Isso mostra que a luta sempre foi nacional, não regional. Portanto, o essencial hoje é outro: Precisamos de discutir programas — programas concretos para o desenvolvimento político e económico do país. É isso que deve orientar o futuro. Além disso, é importante compreender que o processo histórico angolano não começou em 1961. Vem de muito antes, desde as resistências dos reinos africanos, desde figuras como os Ndongo e outros líderes tradicionais. A independência foi um ponto alto desse processo, mas não o seu fim. A história continua. E os processos não devem ser interrompidos — devem evoluir continuamente.
Portanto, temos que garantir continuidade. Se há um processo histórico em curso, devemos levá-lo até aos seus objectivos. Mas esses objectivos precisam de estar bem definidos. A questão central é: o que é que queremos para o nosso país? É dessa resposta que nasce um programa. E é em torno desse programa que devemos trabalhar. Espero que todos os partidos estejam a caminhar nesse sentido, porque é fundamental.
Para terminar, qual é a sua mensagem à juventude angolana? Mensagem de um mais velho que viveu o colonialismo, que lutou contra o colonialismo, que venceu o colonialismo e que participou dos primeiros anos e grande parte da História de Angola até agora. O que é que os jovens devem fazer e o que não devem fazer para não repetir os erros dos mais velhos?
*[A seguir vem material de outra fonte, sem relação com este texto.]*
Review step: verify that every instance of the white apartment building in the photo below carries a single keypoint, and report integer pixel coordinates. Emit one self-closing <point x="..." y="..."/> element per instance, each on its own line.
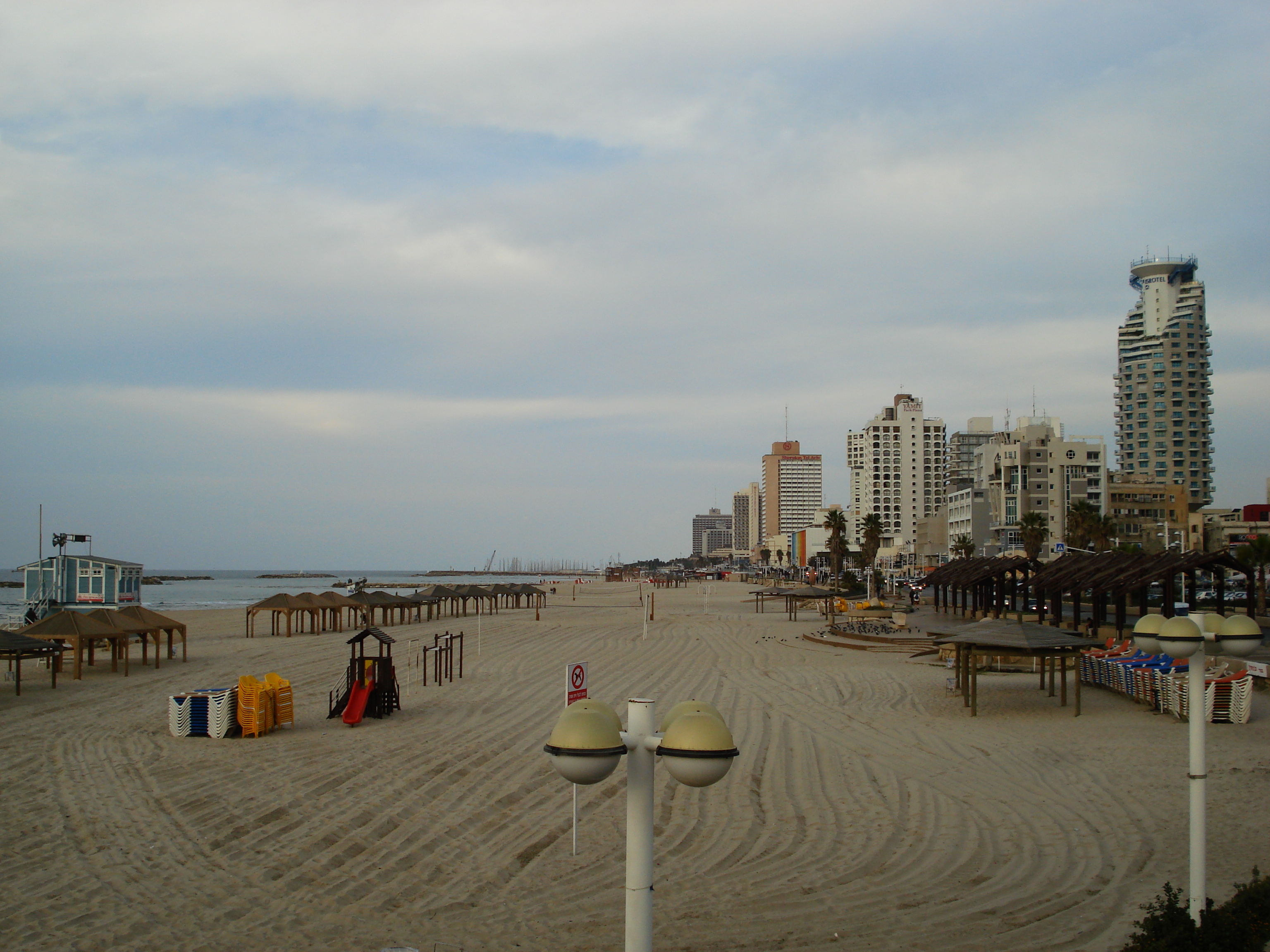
<point x="1164" y="397"/>
<point x="968" y="514"/>
<point x="1034" y="469"/>
<point x="897" y="469"/>
<point x="747" y="517"/>
<point x="793" y="489"/>
<point x="710" y="531"/>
Bom, em primeiro lugar, aconselho os jovens a criarem entre si um profundo espírito de fraternidade. A juventude deve estar mais unida — dentro das famílias, mas também em todo o país. É preciso que os jovens se respeitem e se apoiem mais uns aos outros. Devem ter sempre presente um objectivo fundamental: viver Angola todos os dias.
Em segundo lugar, a educação. Os jovens devem levar a sua educação muito a sério. É através da educação que se adquirem os conhecimentos necessários para desenvolver o país. Sem educação, não há capacidade para implementar projectos, nem para melhorar as condições de vida individuais e colectivas.
Em terceiro lugar, a cultura. Os jovens devem valorizar a cultura angolana. Todas as nações têm a sua identidade cultural, e é isso que lhes dá personalidade. O jovem angolano não deve limitar-se a seguir culturas externas — portuguesa, brasileira, congolesa ou outras. Deve conhecer as suas origens e viver de acordo com a sua própria cultura.
Os jovens não devem ser radicais, sobretudo na política. Devem aprender a ouvir, a dialogar e a respeitar opiniões diferentes. A divisão enfraquece a nação. A abertura e a compreensão fortalecem-na. Portanto, a minha mensagem é esta: sejam unidos. Invistam na vossa educação. Valorizem a vossa cultura. E aprendam a viver em harmonia. Só assim será possível construir uma Angola mais forte.